I believe it is very important that people know that the tactics the Town of Falmouth is using to break down those trying to stand up for their rights, in my opinion, are sickening, demeaning, and outright wrong. Although even the Barnstable Superior Court ruled the turbines were a nuisance to some people whose homes were nearby, the town is attempting to overturn my Dad’s nuisance claim that he filed, and won, by saying that “because of Mr. Funfar’s pre-existing condition of PTSD, he is not a normal person with normal sensitivities.” Furthermore, he has been referred to by the town, as “not an ordinary citizen.”

My Dad…not an ordinary citizen??! And trying to overturn his nuisance ruling because he has PTSD??! This is absurd, illogical & again flat out wrong.

What exactly is an “ordinary citizen?” My Dad, Barry A. Funfar, voluntarily signed up with the United States Marine Corp in 1966 to serve our country as a proud citizen of the United States of America. In 1968-69, he completed 2 tours, 19 months, in Vietnam, volunteering again, for the 2nd tour. My Dad was a helicopter door gunner. Door gunners do not have a long life span.. My Dad is my Dad because he somehow survived 127 missions as a Marine Door Gunner. A miracle, really, if you read the statistics.

PTSD…my Dad did not know he suffered from this until 2003 when he first learned that help was available through the VA. Although at the time he had never heard of PTSD, he knew something was not right. He was diagnosed with PTSD & 100% disabled because of it. Wow. He had done a great job until that time enduring & succeeding in his life while underneath he was suffering. Finally he had found some relief through the VA….individual and group counseling, at first 5 days a week, in Providence. It helped him so much & to this day he will tell anyone who wants to know, how thankful he is to the VA for giving him his life back, as he puts it. He continues to visit the VA in Providence weekly for his group counseling meeting.

Gardening… this was a huge part of his therapy. Working in his yard, creating his own oasis. He was even invited to have his yard as part of the West Falmouth Garden Tour, and people visited…not just during the tour, but at all different times, just because it was so different & so beautiful. Gardening & his yard was his passion. A special place indeed for my parents, as this has been there home since 1979 after my Dad built it from the ground up himself, intending to live there forever. His first grandchild, Brendan, born in 2003 spent his first years gardening with his Grandpa in the beautiful grounds my Dad had created that surrounded my parents’ home. Life was good.

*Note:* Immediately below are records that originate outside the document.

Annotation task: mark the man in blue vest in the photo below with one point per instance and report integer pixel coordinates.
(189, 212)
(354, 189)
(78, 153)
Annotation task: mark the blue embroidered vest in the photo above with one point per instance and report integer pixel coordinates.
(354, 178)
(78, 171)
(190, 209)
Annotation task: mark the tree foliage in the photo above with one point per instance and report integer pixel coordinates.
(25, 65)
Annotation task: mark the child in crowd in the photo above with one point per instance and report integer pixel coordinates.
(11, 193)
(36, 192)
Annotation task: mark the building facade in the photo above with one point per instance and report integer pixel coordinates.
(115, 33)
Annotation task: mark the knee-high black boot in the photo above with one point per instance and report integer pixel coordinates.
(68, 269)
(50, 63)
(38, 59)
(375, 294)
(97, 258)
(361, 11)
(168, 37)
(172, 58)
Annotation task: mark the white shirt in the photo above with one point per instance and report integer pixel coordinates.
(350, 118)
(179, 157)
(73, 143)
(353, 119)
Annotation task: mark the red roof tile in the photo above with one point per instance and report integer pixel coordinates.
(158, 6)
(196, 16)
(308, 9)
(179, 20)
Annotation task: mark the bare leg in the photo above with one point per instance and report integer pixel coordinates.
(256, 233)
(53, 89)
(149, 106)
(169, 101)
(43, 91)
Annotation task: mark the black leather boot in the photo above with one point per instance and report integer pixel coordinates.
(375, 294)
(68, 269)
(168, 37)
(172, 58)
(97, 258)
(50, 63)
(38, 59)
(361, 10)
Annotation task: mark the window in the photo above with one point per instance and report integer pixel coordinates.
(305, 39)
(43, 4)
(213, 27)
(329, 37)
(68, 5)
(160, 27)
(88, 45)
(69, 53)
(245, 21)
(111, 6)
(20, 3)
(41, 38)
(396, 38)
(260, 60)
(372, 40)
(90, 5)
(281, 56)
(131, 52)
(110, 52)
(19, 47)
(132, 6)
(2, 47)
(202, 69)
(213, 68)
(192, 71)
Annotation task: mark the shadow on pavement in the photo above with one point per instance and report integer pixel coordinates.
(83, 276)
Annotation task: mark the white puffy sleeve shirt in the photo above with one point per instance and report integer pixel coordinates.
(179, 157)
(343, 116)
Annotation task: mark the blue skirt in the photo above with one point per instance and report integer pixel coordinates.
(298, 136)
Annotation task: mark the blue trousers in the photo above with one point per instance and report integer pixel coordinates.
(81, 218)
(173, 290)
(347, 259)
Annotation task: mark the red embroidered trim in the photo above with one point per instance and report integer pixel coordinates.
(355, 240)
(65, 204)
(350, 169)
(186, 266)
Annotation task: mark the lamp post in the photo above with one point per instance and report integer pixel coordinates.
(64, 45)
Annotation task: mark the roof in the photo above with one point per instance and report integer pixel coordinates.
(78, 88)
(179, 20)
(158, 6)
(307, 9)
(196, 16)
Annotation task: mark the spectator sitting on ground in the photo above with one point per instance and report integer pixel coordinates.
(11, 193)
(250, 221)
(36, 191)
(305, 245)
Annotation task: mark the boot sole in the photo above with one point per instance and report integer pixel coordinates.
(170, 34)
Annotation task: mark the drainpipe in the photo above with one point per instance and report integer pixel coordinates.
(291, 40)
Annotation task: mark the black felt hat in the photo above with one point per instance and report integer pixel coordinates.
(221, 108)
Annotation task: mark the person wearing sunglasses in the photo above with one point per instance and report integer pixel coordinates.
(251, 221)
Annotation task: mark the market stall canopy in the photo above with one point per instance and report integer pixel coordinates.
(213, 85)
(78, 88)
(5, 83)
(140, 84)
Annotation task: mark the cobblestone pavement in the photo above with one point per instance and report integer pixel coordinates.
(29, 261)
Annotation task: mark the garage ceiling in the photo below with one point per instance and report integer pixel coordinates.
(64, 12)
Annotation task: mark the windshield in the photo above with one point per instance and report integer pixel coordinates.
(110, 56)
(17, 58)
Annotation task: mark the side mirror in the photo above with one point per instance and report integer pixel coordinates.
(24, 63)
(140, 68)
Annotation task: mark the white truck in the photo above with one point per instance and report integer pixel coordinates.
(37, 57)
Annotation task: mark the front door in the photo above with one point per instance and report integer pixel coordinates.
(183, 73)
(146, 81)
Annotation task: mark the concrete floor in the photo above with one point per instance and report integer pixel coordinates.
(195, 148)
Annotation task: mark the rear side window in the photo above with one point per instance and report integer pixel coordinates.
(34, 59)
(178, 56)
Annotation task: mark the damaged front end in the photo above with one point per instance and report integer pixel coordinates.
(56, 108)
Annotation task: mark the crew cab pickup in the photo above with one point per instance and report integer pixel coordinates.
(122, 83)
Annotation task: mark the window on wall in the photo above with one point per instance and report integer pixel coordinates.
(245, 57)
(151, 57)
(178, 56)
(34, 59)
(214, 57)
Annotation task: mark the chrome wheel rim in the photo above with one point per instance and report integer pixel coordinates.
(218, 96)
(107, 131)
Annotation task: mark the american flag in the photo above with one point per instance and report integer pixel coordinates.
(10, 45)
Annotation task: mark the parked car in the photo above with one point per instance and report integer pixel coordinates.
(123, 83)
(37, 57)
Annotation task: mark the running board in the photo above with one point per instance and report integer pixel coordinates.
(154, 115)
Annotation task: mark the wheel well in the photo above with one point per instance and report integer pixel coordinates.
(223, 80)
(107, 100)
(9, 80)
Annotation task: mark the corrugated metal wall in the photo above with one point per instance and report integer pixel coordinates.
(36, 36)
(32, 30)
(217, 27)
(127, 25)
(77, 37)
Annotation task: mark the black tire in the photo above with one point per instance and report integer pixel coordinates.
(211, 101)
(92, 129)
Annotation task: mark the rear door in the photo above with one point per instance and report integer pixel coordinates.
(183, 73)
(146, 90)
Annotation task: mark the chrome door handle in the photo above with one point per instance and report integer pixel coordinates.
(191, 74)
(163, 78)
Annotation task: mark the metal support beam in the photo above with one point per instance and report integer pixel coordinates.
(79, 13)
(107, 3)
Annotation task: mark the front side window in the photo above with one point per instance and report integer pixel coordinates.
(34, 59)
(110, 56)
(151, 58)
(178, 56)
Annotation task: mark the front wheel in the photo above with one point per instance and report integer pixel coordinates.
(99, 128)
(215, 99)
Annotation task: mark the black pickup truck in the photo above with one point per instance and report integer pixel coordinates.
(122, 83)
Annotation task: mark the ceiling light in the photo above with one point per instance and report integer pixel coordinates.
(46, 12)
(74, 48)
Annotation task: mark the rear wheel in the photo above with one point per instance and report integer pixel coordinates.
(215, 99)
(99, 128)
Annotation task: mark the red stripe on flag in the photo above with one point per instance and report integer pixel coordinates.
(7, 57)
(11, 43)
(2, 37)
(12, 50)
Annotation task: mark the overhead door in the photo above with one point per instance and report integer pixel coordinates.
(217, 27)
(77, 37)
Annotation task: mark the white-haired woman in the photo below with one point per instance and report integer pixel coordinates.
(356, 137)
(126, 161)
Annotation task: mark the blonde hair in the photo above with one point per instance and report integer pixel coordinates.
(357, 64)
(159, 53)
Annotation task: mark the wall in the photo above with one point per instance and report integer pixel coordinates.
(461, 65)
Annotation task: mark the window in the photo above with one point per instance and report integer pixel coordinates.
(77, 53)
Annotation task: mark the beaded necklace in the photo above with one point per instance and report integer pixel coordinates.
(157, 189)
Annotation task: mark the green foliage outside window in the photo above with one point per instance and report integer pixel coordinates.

In 2010, this all abruptly halted, with the start of Wind 1, which has been determined, in court, as not being constructed with the proper permits. It was immediate hell for my Dad to even be outside while the machine was operating. It severely triggered his PTSD…feeling the vibrations in his chest of the spinning blades was as if he was back in the helicopter in Vietnam. The anxiety & panic attacks, according to his doctors, were and are, potentially life threatening. To say the least, he could no longer work in his own yard, on his own property…& at times, even inside my Dad & Mom’s house, the turbines powerful effects reached them both. The amazing leaps & bounds of progress my Dad had made in regards to managing his PTSD, were rapidly reversing.

Today, it is upsetting to me to even be in their yard as it is now a jungle. It is no longer beautiful. I’m grateful that my older son Brendan now has a passion for gardening himself, but my younger & only other child, Kody, who was born in 2007, only remembers from photos, the short opportunity he had to experience this kind of time with Grandpa in Grandpa’s once safe haven. Brendan will never be 7 years younger. Kody will never be 7 years younger. This time can never be replaced. Not only has my Dad been stripped of this time with his grandchildren, of which you can not put a price tag on, but he has had to spend, so far, the past 7 years fighting for not just his & my Mom’s rights, but for all of those Falmouth citizens whose lives have been turned inside out because of turbines being wrongfully placed. Daily, my parents continue fighting for the right to be able to stay in their home, peacefully, without the severely intrusive and harmful distress of the gigantic machines in their backyard, just 1660 and 1550 feet away.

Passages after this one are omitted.